This isn't really a question. It's more a "Clean URLs didn't work out of the box for me, but this is how I fixed it" document, in case anyone might find it useful.
So I'm assuming that, in this case, you have pretty much complete control over your HTTP server, Apache. I'm using Apache2 as an example, with the configuration that's given by Debian Sarge.
The first thing: make sure that your .htaccess file is actually being recognized by the server. By default in Debian, the system ignores all .htaccess files.
I changed this by editing the file "/etc/apache2/sites-enabled/default" and adding:
Options Indexes FollowSymLinks MultiViews
AllowOverride All
Order allow,deny
allow from all
where cs445 is the subdirectory where my Drupal lives in.
The most important line is the "AllowOverride All" line, because that permits the .htaccess file to modify the way the server works. (I know that putting "all" is kind of risky, so if anyone can suggest something better, please do).

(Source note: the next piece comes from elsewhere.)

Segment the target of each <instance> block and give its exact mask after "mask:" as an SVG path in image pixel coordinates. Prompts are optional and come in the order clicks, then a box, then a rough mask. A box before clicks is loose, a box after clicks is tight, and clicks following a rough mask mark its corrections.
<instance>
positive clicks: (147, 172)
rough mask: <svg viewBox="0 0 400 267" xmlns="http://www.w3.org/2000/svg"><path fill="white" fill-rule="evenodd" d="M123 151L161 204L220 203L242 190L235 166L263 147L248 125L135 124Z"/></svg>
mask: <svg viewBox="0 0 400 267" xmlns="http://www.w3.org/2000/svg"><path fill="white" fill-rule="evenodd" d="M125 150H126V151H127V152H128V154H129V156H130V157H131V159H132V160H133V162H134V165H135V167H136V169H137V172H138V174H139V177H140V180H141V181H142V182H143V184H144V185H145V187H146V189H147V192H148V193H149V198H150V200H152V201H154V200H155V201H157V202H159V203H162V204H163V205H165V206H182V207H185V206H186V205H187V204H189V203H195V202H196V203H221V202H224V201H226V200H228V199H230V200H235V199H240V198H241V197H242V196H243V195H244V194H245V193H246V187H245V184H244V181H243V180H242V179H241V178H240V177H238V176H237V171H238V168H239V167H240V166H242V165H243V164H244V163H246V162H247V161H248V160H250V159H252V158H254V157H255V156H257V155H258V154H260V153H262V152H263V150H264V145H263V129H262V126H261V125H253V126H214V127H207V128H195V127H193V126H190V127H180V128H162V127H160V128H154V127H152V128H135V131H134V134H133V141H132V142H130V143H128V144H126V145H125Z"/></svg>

The file you edit is different under Fedora and other distros, but the general point is that you have to change the AllowOverride directive in the directory where Drupal lives.
That will probably fix most people's memory and PHP config problems as well.
While you're at it, check that the rewrite module is being loaded. Use the a2enmod command in Debian to enable the "rewrite" module. I think it's enabled by default, but these things are prone to change. In Fedora and other distributions, the line to add rewrite support should look something like (but probably not exactly): LoadModule rewrite_module /usr/lib/apache2/modules/mod_rewrite.so. That should appear somewhere in your configuration files.